Find out if you need a HMO licence

A HMO licence is needed if a property:

  • has three storeys or more (including cellars, attics, basements, mezzanine floors and loft conversions) and
  • is occupied by five or more people from two or more households and
  • has tenants who share some amenities like kitchen, bathroom or laundry
  • in some cases a maisonette in a house or above commercial premises may need a licence if similarly occupied.

Apply for an HMO licence


There is a cost for this licence 

Mandatory Houses in Multiple Occupation licensing fees (pdf, 36k) (opens new window)

Pay for your licence at pay council bills, fines and permits online.

If you want to pay by cheque, send these to: 

Private Housing Team (100TS), Bristol City Council, PO Box 3176, Bristol, BS3 9FS. 

Write the property address or UPRN on the reverse of the cheque. Make the cheque payable to Bristol City Council.

An application for a property licence is not valid, and is not considered to be a full application, until the application and full payment of the licence fee is received.

Fit and proper person declaration

Each additional person involved in the management of property requiring a licence under the Housing Act 2004 needs to complete the fit and proper person declaration form.

Will tacit consent apply?

No.

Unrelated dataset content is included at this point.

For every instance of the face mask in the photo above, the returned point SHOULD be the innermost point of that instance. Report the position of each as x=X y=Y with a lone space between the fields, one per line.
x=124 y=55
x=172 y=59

It is in the public interest that the authority must process your application before it can be granted. Please contact us at any time after submitting your licence application.

Why HMOs are licensed

Further guidance

Fire safety guidance

The government has issued fire safety guidance to help us comply with the Regulatory Reform (Fire Safety) Order 2005 (FSO).

The intention of this guidance is to ensure that there is a consistent risk assessment approach in private rented properties by fire services and councils. Compliance with the guidance will also satisfy the HMO licensing requirement.

Guidance on fire safety provisions for certain types of housing.

Fire Safety Standards in Mandatory Licensable HMOs (pdf, 74k) (opens new window)

Consumer complaint

If a licence is granted and you wish to appeal against it being granted you may appeal to the First-tier Tribunal (Property Chamber) within 28 days of the decision being made.